It is recognized that the study of mechanical engineering is built of a number of

engineering sciences, some of which are of basic nature whereas some other are of applied nature.

"Basic Thermodynamics" and "Basic Fluid Dynamics" are probably the two most important basic

engineering sciences in the build of a Mechanical Power Engineer. In applied mechanical power

engineering sciences, the principles introduced and analysed in these two basic sciences are

common divisors. In other words, we may look at these two branches of basic engineering sciences

as two legs on which Mechanical Power Engineering applications appear to stand.

The science of "Basic Thermodynamics " is based mainly on a number of basic principles

(in the form of laws) that lead to a number of equations describing and governing the behavior of

several mechanical power systems. It is therefore of particular importance to introduce and analyse

such equations. It is also essential to relate these principles and equations to each other and,

whenever possible, to pertinent phenomena and applications. This may be achieved via worked

examples that stem from from engineering practice.

The science of "Basic Fluid Dynamics" is another basic engineering science of equal

importance to "Basic Thermodynamics". The principles introduced and analysed by this basic

science find applications in almost all applied mechanical power engineering sciences.
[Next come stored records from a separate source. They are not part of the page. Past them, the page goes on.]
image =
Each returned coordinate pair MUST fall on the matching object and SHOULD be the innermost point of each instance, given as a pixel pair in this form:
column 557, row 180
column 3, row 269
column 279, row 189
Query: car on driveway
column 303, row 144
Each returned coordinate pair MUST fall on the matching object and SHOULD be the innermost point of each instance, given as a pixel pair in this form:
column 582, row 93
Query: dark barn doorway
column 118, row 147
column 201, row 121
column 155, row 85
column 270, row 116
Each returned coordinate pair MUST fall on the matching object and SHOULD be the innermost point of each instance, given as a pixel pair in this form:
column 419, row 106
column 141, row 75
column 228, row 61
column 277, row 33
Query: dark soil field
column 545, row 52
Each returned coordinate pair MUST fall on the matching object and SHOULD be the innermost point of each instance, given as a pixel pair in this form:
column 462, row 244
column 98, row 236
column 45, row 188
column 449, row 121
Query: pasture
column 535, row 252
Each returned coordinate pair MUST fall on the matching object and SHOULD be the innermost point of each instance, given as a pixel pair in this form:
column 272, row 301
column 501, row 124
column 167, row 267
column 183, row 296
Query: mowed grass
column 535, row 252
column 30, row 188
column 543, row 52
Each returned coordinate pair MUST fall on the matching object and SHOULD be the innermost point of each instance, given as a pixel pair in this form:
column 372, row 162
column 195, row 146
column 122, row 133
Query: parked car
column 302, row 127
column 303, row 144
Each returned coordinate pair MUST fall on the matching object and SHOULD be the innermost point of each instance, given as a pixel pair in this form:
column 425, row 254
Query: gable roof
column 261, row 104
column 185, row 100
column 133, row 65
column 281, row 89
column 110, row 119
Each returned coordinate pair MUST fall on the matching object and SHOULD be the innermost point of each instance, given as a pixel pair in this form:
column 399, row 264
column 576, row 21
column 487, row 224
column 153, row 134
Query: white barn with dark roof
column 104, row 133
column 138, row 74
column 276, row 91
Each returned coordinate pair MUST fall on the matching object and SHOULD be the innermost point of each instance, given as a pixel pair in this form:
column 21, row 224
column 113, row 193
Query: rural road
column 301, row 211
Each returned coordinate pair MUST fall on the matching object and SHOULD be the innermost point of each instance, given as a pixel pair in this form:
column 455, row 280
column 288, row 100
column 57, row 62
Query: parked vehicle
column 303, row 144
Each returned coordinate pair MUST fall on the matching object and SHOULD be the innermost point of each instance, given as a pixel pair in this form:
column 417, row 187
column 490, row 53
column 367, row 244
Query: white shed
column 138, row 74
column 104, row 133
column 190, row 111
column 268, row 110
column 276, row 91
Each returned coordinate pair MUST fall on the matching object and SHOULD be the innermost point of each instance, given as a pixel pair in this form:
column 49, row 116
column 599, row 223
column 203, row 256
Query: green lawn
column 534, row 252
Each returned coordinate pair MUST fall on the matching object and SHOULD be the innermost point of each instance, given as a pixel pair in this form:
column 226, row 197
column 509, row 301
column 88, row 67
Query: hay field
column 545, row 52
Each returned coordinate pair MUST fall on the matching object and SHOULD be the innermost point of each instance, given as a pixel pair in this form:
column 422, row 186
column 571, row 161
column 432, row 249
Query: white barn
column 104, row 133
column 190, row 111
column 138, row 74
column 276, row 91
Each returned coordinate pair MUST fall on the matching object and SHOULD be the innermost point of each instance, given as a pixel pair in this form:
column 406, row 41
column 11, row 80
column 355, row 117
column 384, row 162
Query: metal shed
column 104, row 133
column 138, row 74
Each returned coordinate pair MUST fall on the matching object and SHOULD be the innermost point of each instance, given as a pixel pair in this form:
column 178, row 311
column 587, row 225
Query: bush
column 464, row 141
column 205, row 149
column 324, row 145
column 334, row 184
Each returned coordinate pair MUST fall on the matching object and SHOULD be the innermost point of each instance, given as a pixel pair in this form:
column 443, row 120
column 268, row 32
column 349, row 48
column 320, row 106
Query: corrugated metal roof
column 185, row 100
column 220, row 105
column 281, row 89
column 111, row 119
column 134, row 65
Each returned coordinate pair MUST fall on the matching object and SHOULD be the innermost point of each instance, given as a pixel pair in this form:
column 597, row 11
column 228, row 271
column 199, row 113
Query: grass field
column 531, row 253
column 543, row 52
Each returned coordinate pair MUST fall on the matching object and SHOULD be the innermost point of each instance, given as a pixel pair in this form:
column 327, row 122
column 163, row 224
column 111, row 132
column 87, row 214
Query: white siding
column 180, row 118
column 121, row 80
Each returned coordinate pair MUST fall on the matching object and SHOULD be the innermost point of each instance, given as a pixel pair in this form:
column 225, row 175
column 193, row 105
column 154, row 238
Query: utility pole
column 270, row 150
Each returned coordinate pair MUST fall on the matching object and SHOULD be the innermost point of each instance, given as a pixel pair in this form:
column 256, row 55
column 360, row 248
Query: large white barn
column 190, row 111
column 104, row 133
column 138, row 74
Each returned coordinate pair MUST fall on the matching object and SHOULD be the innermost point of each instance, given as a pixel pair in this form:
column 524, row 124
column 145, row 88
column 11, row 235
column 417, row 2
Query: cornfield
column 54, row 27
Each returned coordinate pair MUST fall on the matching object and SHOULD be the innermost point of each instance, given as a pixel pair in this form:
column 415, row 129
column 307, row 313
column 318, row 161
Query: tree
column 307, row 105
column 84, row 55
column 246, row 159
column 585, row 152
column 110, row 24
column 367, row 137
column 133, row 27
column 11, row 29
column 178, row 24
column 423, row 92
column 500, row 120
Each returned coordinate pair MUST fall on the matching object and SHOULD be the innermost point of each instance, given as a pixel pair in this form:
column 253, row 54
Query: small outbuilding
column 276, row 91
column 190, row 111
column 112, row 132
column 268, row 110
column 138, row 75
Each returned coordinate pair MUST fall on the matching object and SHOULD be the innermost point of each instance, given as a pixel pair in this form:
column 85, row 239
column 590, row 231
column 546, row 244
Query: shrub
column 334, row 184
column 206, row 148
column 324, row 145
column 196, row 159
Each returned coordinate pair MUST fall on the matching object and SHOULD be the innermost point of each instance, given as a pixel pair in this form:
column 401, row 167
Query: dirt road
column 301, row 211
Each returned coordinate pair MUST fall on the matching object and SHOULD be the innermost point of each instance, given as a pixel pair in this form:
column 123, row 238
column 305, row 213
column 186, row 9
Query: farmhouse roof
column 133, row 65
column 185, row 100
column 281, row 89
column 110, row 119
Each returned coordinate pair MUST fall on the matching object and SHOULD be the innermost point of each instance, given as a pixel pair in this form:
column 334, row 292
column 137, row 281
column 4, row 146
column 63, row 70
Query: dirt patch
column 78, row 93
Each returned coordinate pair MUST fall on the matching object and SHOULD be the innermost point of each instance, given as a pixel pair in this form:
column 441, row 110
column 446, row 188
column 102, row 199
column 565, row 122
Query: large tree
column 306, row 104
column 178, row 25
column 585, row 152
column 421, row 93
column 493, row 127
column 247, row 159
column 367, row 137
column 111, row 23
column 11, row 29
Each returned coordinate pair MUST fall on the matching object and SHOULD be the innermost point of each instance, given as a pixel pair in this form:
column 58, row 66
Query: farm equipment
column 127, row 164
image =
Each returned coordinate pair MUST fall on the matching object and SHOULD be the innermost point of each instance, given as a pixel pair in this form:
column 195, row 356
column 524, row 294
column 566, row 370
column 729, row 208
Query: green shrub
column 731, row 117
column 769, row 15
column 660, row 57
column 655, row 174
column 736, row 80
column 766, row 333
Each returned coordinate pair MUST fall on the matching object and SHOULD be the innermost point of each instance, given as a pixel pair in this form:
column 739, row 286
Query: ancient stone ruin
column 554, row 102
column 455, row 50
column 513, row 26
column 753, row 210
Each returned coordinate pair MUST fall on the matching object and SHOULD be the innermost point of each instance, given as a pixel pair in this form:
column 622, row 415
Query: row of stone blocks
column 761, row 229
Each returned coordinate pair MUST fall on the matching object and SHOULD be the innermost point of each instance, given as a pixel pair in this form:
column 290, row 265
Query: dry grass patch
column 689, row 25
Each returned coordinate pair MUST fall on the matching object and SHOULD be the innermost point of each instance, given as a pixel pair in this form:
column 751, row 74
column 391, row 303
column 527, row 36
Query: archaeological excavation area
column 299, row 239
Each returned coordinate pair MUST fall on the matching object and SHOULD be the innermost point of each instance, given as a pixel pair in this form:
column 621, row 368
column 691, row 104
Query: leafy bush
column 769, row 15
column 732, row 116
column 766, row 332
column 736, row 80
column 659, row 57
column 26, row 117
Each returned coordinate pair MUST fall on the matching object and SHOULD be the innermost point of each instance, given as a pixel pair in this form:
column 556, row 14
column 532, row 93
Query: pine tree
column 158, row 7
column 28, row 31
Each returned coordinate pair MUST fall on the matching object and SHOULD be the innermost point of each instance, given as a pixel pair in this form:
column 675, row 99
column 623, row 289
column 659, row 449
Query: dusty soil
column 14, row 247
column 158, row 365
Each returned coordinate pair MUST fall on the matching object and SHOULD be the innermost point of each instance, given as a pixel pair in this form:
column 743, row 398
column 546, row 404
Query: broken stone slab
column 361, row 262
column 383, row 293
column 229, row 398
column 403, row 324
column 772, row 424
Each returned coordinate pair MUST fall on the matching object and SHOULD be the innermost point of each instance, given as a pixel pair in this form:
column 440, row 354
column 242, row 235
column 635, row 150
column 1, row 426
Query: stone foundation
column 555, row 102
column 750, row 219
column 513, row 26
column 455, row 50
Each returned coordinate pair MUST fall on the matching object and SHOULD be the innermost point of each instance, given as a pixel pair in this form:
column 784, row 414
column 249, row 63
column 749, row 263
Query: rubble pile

Examples of

these applied sciences are "Applied Thermodynamics", "Applied Fluid Dynamics",

"Combustion Engineering"," Turbo-machinery", "Refrigeration and Air-conditioning",

"Power Plants", "Gas dynamics". "Propulsion systems" ….etc. Because of the close inter-relation

between the science of basic thermodynamics and the science of basic fluid dynamics, it has

become a common practice to contained both sciences in one textbook under the title “Basic

Thermo/fluid Dynamics” (the title of the present textbook).

The present textbook on "Basic Thermo/fluid Dynamics" has been divided into distinct

parts: A and B. In part A, we concentrate on "Basic Thermodynamics", attempting to present, with

as much clarity as possible, the basic principles therein and giving several worked examples for the

sake of clarification. In part B, we concentrate on "Basic Fluid Dynamics", applying the same

philosophy as in Part A. In this part also, a special section (in chapter five) containing a rather

concise manipulation of the applied science of "Compressible Fluid (Gas) Dynamics" is

presented, being an important combined application of the basic principles discussed in

thermodynamics and fluid dynamics. Moreover, It was felt by the authors that it is particularly

important to include this section on gas dynamics, since, in spite of being applied in nature, it is

regarded by many as basic more than applied.

The last chapter of Part A and chapter five of Part B cover some important engineering

applications of the principles given apriori. Each of these applications may be looked upon as a

brief exposition of an applied engineering science carrying the title of the application under

consideration. This was felt imperative to the advantage hopefully to be gained by the student.

The authors are indebted to their colleague Dr. Mohammad S.H. Emeara of the Mechanical

Power Engineering Department, Zagazig University, for assisting with part of the illustrations and

wish to thank him for rendering this assistance in the early stages of preparation of this textbook.